When Crimea is mentioned in the news, it’s often in the context of war — Russia has occupied Ukraine’s Crimean peninsula since 2014.
But when Ukrainians hear the word Crimea, they often think of it as a bastion of culture and music.
Susana Alimivna Jamaladinova, known simply as “Jamala,” is one of Ukraine’s most famous singers. She won the Eurovision song contest in 2016.
Jamala, an Indigenous Crimean Tatar, often talks about how her heritage shapes her music.
“My whole family are musicians,” Jamala told The World. “My mom, she is a piano teacher. My father, he is an accordion player and he's a really good folk singer. He sings Crimean Tatar songs.”
One song that Jamala said exudes strong emotions is “Bizim Taraf,” or “My Side” in English, a Crimean folk classic passed down by her paternal grandmother.
Growing up, Jamala said she was encouraged to listen to all musical genres, from jazz to opera and folk to rock.
And then she started to write her own music.
Jamala recently released an album called “Qirim,” or “Crimea.” It includes more than 80 musicians, a double symphony orchestra and folk musicians who created a total of 14 ancient Crimean Tatar songs.
“It's like a diary,” she said, of various Crimean characters in folk history.
In one song, "Alim," listeners learn about a famous Crimean akin to a 17th-century Robinhood who fought for the rights of poor people.
“The belief in his strength was huge,” Jamala said.
Jamala drew inspiration from film composers such as Hans Zimmerman and Ramin Djawadi to create a “soundtrack” for Crimea that was cinematic in scope.
“Because, you know, the ‘Game of Thrones,’ they built seven kingdoms with different melodies, and we feel it in the music. Oh, my God. It was a real inspiration for me,” she said.
Another song on the album, “Yosmam,” tells a heartbreaking story passed down by her great-grandmother about a village girl waiting by a window for her boyfriend — who never arrives.
“Nowadays, it sounds [like,] ‘OK, whatever. I'll find another one.’ But at that time, it was a huge tragedy. ‘You [crushed] my heart,’ and we feel it at the end of the song,” Jamala explained.
The album was nearly completed, Jamala said, when Russia’s full-scale invasion of Ukraine started in February of 2022. They had to stop working on it while Kyiv was under attack.

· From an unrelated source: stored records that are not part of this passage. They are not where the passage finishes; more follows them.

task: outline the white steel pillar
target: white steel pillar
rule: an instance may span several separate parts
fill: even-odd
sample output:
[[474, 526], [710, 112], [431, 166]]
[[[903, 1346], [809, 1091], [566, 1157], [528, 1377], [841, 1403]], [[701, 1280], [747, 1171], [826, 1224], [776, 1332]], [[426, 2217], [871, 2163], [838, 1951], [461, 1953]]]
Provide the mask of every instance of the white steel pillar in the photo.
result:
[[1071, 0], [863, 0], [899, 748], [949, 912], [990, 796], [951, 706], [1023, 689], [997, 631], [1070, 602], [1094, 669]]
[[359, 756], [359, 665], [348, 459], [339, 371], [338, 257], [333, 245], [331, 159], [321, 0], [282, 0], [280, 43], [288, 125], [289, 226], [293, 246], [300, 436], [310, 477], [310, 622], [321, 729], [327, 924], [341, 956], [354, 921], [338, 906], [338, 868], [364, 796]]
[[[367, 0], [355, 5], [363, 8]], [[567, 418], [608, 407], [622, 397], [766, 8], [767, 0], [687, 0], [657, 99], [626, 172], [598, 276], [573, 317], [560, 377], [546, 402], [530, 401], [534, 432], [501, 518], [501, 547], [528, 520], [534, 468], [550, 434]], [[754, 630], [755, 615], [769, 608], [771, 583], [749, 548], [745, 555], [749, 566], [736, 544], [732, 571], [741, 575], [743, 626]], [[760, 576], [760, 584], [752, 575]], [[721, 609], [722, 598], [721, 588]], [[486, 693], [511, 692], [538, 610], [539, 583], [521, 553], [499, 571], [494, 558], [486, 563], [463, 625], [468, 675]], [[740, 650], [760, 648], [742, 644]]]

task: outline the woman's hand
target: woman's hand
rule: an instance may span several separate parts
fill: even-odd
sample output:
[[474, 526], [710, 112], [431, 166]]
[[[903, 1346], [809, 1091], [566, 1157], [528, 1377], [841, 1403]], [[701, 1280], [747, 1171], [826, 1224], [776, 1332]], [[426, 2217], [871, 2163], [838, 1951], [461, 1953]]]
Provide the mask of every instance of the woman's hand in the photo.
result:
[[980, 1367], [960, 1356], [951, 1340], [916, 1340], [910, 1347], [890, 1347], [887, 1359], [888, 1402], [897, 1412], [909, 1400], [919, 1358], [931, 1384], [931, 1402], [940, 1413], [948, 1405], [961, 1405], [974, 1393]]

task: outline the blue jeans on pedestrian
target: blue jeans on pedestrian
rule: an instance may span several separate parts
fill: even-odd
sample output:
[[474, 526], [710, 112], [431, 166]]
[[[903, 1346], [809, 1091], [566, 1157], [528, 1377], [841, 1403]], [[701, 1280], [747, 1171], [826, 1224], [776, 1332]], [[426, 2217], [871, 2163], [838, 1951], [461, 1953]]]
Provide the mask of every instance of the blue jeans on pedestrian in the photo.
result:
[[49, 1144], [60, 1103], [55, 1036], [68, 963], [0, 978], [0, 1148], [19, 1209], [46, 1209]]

During this time, Jamala said she had a dream to include new sounds at the end of the album that acknowledged the atrocities that occurred in Bucha and Mariupol.
“Russians can steal our territory nowadays, but they can’t steal our identity, our songs,” Jamala said.
“I want to say to the whole world that we exist. And for me, it's important to give a voice to my homeland, Crimea.”